Yoshikawa Nasu is native to Japan and was first cultivated in Yoshikawa Village, now known as Yoshikawa District in the Sabae City of the Fukui Prefecture. The eggplant variety is thought to have been grown as early as the mid-17th century, and Yoshikawa Village is located in the Tenno River valley near another local river, the Hino River, providing a unique climate and rich, fertile soil for the plants. The region is also known for its river flooding, bringing nutrient-dense soil to the land, and for its high rainfall, naturally watering the plants.

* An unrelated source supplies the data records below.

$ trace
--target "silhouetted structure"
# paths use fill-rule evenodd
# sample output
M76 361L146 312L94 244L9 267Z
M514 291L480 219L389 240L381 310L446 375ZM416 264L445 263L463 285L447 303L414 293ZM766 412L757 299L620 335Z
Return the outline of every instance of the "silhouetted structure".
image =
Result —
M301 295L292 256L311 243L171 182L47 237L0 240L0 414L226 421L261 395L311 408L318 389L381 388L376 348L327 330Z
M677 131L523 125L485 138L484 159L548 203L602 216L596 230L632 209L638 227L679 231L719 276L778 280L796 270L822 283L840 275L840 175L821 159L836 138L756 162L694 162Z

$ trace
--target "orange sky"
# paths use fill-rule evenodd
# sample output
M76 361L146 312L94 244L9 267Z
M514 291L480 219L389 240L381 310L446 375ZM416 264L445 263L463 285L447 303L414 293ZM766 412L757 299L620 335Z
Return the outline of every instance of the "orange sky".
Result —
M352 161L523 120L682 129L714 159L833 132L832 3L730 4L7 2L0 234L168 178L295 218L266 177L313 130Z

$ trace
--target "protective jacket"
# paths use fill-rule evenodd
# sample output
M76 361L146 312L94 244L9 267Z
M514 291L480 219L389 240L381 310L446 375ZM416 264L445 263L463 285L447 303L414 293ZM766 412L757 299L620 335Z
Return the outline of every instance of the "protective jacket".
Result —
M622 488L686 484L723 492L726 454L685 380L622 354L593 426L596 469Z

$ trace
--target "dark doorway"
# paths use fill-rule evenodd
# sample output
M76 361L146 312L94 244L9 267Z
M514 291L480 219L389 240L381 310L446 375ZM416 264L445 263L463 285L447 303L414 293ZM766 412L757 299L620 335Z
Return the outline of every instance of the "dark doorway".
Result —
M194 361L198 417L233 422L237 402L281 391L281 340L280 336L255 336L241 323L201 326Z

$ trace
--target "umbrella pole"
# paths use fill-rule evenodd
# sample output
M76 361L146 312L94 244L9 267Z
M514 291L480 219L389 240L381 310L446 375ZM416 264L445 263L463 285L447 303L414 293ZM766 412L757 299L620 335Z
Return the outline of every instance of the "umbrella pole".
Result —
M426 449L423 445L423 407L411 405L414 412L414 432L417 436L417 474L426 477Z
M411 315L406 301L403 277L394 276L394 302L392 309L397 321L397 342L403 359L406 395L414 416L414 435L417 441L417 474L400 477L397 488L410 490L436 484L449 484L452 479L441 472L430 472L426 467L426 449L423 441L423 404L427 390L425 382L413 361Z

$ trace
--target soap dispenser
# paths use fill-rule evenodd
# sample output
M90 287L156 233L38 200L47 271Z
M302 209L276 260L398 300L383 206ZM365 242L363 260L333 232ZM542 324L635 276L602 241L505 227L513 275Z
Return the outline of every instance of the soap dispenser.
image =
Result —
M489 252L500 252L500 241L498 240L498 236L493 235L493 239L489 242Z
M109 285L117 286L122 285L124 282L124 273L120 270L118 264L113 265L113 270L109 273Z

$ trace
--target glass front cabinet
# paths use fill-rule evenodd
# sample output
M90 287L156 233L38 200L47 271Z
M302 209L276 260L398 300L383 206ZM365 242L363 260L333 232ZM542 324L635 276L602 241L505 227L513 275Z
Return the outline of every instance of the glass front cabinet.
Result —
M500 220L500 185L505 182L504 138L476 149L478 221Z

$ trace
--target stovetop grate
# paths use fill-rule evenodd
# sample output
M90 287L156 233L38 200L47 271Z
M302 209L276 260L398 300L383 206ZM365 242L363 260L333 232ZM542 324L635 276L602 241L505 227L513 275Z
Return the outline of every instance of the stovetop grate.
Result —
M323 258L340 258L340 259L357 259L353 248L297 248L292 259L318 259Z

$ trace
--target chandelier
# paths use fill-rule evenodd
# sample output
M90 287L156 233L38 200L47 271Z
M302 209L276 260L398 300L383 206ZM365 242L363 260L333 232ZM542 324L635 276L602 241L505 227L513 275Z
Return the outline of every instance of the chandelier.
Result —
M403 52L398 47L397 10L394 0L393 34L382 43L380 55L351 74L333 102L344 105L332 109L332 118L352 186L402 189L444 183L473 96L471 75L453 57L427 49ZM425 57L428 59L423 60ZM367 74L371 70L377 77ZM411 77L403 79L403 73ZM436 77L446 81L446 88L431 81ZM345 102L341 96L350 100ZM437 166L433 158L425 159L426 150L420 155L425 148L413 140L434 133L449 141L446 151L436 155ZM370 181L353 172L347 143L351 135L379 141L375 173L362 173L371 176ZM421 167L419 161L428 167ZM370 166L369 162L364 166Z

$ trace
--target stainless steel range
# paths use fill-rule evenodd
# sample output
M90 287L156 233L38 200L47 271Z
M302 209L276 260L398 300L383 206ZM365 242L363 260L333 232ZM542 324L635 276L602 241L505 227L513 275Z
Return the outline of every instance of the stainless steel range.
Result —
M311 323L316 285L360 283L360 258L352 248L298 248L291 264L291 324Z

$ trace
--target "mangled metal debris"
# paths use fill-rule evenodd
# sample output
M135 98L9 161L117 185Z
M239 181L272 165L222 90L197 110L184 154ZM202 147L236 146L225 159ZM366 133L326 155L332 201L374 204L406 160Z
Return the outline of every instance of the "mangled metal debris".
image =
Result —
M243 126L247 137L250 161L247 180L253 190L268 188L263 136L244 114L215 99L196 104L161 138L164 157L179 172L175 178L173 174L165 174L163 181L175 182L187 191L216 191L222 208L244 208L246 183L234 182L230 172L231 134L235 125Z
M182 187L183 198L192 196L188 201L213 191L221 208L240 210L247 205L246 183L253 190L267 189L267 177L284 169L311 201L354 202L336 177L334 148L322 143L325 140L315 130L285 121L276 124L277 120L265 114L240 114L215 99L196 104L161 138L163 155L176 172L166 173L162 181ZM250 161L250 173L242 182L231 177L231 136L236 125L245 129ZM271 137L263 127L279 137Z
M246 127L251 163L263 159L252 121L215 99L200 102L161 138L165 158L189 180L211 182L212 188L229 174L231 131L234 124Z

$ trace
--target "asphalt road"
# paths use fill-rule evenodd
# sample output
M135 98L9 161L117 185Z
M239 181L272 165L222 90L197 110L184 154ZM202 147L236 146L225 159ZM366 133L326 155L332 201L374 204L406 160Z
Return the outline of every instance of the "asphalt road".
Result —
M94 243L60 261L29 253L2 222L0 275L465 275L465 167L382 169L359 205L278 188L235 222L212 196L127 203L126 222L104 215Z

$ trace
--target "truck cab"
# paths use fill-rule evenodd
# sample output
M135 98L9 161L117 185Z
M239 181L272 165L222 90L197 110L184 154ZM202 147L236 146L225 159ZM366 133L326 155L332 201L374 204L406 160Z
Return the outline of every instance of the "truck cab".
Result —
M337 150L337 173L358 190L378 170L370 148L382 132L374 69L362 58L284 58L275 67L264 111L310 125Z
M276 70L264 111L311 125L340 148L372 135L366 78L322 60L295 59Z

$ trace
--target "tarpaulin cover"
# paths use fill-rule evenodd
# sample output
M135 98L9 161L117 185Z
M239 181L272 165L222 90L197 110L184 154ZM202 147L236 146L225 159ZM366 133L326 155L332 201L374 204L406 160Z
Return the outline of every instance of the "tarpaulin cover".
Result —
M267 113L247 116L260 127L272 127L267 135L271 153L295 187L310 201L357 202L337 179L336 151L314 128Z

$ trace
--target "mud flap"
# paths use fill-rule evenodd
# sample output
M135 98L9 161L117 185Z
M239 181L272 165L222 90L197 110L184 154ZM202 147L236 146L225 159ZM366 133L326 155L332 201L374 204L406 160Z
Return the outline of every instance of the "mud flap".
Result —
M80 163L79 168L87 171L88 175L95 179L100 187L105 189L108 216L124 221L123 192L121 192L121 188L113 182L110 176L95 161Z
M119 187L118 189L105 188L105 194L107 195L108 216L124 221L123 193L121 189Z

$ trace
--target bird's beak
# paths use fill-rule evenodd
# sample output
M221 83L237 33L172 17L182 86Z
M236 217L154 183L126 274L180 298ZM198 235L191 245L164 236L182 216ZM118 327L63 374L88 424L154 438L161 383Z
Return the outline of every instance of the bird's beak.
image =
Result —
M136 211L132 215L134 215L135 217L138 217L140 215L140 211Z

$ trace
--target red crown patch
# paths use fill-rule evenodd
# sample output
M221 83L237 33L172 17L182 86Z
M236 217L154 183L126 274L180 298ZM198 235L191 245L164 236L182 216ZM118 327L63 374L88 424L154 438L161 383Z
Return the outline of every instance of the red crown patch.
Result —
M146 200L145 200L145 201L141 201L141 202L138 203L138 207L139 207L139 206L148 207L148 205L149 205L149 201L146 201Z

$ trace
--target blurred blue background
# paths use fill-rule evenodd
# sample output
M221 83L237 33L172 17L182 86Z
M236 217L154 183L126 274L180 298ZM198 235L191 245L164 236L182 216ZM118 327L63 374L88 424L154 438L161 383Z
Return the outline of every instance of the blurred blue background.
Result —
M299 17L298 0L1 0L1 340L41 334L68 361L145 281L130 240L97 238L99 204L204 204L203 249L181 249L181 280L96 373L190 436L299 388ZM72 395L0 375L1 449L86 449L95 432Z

Yoshikawa Nasu peaked in commercial cultivation in 1942 and 1943 and was grown and shipped across the country, especially to the Kansai region, known as Japan's cultural and historical center. Over time, Yoshikawa Nasu faded from cultivation due to its low yields and challenging nature. The variety almost disappeared entirely in the early 21st century. At one point, only one grower was producing the variety, and it is said that when he passed away in 2009, the last three eggplants of the variety were sent to select contacts and friends. Approximately ten farmers and volunteers extracted the seeds from the three eggplants and formed the Sabae City Traditional Vegetable Cultivation Study Group to protect, preserve, and promote Yoshikawa Nasu. This group produced about 300 Yoshikawa Nasu eggplants in their first year in 2010, and since its establishment, the group has expanded to over 21 members, producing over 40,000 eggplants per season, reviving Yoshikawa Nasu as a commercial variety. Today Yoshikawa Nasu is still a rare eggplant, but it is now a protected and cultivated variety in Sabae City. The cultivar received a National Geographical Indication, or GI, in 2016, which has also helped promote and preserve the historical crop. Yoshikawa Nasu is commercially cultivated in the Fukui Prefecture and is sold through select markets in almost all of the prefectures in Japan. The variety is also grown in home gardens in Japan. The Yoshikawa eggplants featured in the photograph above were sourced through Isetan Shinjuku in Tokyo, Japan.